The social media dilemma

“Just share them on social media,” my brain helpfully suggests. Sounds good? If my ideas are not yet full-form blog posts, I could’ve turned them into social media posts. But that solution comes with its own problems – I’ve never felt comfortable doing so.

Social media is now a calculated performance space for personal branding and lead generation. Experts advise to “Stick to a few consistent content pillars,” “You have to maintain a cohesive personal brand,” and “Post strategically for maximum engagement.”

But my thoughts don’t work in content pillars. They wander. They explore. They branch out randomly. They refuse to be contained in the tidy categories or character limits of the platforms.

Social media feels too crowded and noisy for the authentic thinking I want to share. As I wrote in Build my internet corner:

…it [social media] could feel as if renting space in a crowded apartment building — you’re constantly competing for attention, subject to algorithm changes, and living by someone else’s rules.

The cost of keeping thoughts private

Every time I lock potentially useful thoughts in private, I’m also depriving someone else of a perspective that might spark their own thinking. Like the way I do from others. I set out to learn in public, yet my most genuine reflections — the messy, human moments — never see daylight.

If a thought remains hidden behind the wall, how does it make an impact? How does it contribute to the larger conversation?
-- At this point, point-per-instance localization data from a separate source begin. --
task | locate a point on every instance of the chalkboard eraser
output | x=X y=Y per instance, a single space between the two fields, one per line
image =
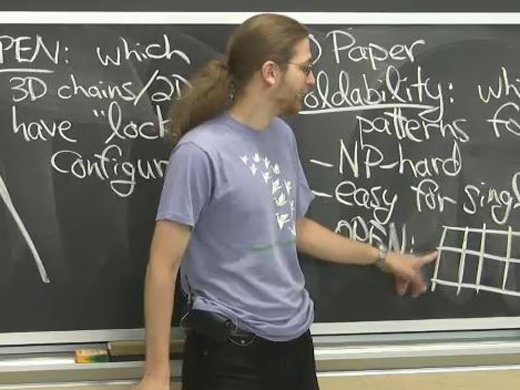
x=91 y=356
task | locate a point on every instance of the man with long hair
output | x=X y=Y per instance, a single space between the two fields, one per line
x=232 y=211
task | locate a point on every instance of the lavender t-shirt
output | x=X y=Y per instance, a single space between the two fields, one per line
x=242 y=191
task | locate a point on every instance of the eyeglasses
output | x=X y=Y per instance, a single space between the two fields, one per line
x=306 y=69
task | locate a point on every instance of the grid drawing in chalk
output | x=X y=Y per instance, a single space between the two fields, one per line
x=478 y=259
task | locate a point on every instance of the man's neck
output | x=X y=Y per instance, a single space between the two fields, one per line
x=252 y=113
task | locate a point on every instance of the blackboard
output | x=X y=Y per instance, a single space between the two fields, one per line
x=82 y=154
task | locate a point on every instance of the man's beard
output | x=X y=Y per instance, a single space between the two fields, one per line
x=292 y=105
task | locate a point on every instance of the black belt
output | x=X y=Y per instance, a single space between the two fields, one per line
x=215 y=326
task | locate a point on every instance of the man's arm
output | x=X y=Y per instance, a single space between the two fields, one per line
x=169 y=243
x=320 y=242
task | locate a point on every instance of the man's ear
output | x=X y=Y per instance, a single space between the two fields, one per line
x=270 y=72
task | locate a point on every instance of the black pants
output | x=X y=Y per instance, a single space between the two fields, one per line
x=248 y=364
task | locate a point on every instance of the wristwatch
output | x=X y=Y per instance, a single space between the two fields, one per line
x=381 y=258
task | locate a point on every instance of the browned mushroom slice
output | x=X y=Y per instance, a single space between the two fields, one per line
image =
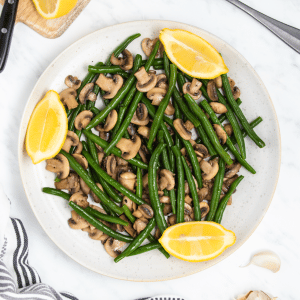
x=182 y=130
x=140 y=116
x=193 y=89
x=220 y=133
x=145 y=81
x=212 y=91
x=125 y=62
x=166 y=180
x=218 y=108
x=210 y=169
x=113 y=247
x=79 y=199
x=72 y=82
x=72 y=139
x=87 y=93
x=77 y=222
x=59 y=165
x=110 y=85
x=81 y=160
x=68 y=98
x=110 y=121
x=129 y=148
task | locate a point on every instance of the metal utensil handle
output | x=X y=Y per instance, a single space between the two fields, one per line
x=290 y=35
x=7 y=22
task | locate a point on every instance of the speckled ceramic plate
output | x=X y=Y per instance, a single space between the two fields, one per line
x=250 y=203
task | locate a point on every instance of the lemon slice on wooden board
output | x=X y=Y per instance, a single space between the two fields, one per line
x=192 y=54
x=197 y=241
x=47 y=128
x=52 y=9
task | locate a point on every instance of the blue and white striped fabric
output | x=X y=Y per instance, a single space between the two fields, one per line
x=18 y=280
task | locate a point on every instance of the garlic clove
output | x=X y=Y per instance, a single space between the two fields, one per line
x=266 y=259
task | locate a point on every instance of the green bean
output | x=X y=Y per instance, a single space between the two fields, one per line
x=146 y=248
x=107 y=188
x=117 y=152
x=132 y=108
x=217 y=189
x=122 y=47
x=56 y=192
x=153 y=190
x=97 y=214
x=162 y=106
x=229 y=143
x=111 y=181
x=193 y=189
x=208 y=128
x=233 y=121
x=223 y=203
x=222 y=117
x=119 y=96
x=128 y=213
x=122 y=110
x=240 y=115
x=137 y=241
x=180 y=185
x=92 y=185
x=99 y=225
x=108 y=69
x=139 y=183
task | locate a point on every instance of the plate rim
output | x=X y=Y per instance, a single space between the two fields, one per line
x=216 y=260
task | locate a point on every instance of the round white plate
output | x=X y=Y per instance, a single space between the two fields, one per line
x=250 y=202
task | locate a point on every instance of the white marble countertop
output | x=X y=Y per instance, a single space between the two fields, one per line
x=276 y=64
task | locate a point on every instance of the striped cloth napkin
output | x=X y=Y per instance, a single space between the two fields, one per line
x=18 y=280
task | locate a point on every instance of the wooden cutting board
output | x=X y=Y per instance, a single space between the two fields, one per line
x=52 y=29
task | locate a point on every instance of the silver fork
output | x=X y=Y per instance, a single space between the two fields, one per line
x=290 y=35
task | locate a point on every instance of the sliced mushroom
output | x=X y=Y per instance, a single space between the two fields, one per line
x=87 y=93
x=72 y=139
x=140 y=224
x=59 y=165
x=125 y=62
x=81 y=160
x=218 y=82
x=220 y=133
x=171 y=220
x=204 y=208
x=193 y=88
x=84 y=187
x=145 y=81
x=79 y=199
x=165 y=199
x=148 y=45
x=228 y=129
x=110 y=85
x=166 y=180
x=232 y=169
x=72 y=82
x=182 y=130
x=71 y=183
x=210 y=169
x=162 y=81
x=140 y=116
x=129 y=148
x=146 y=211
x=110 y=122
x=113 y=247
x=128 y=180
x=68 y=98
x=129 y=203
x=212 y=91
x=218 y=108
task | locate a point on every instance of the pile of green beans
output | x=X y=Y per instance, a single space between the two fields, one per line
x=147 y=196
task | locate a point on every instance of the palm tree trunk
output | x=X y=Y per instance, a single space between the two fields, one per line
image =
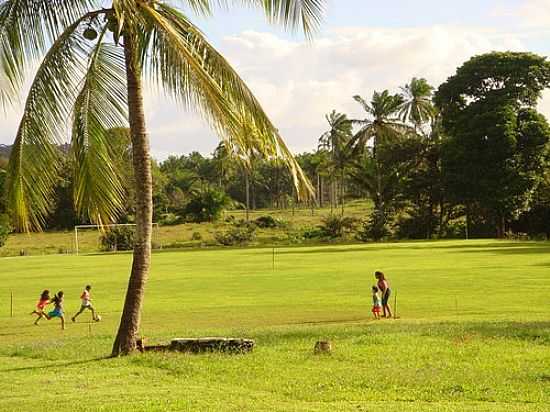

How does it help anyone else who might be wrestling with similar questions?

Finding the digital suburbs

What I need is a space that exists somewhere between the crowded city center of social media and the isolated cabin of my private notes. Think of it as the digital suburbs — quieter than downtown but not as lonely as my own backyard.

So I’m creating what I’m calling “Unpolished Notes” — an imperfect space for thoughts in progress. Not a blog, because that word carries too much baggage. Not social media posts, because they demand too much engagement. Something entirely different: a living collection of messy, incomplete, and exploratory ideas.

Unpolished Notes is now live! I chose Craft as my publishing platform because I already use it as a note-taking app, and its beautiful UI is perfect to showcase my notes. The entries come directly from my journals. I do minimal editing: use AI to fix typos, clarify a confusing sentence, and separate sections for readability. But I resist the urge to over-polish. The goal is to preserve the authentic moment while making it readable for others.

In this space, I can share random observations that don’t fit neat categories. I can document what I’m learning, even when I don’t have all the answers. I can describe experiments I’m running without knowing how they’ll turn out. I can explore half-formed ideas that might lead somewhere interesting — or might not.

The beauty of unpolished notes is that they’re freed from any marketing purpose. They don’t need to serve a content strategy or build a personal brand. They don’t need to generate leads or drive engagement. They just need to exist, to capture a moment of thinking that might otherwise be lost.

Sometimes the perfect solution isn’t finding the right existing platform — it’s creating the space you need for your particular way of thinking and sharing. For me, that space is between polished and private, where thoughts can exist in their natural state.


P.S. I created Unpolished Notes to let my thoughts breathe in public, then I will pick some to further polish. Think of them as seeds. Some will grow into full articles. (This blog post, for example, came from this note.) Others will crystallize into clearer ideas. Many will remain unpolished.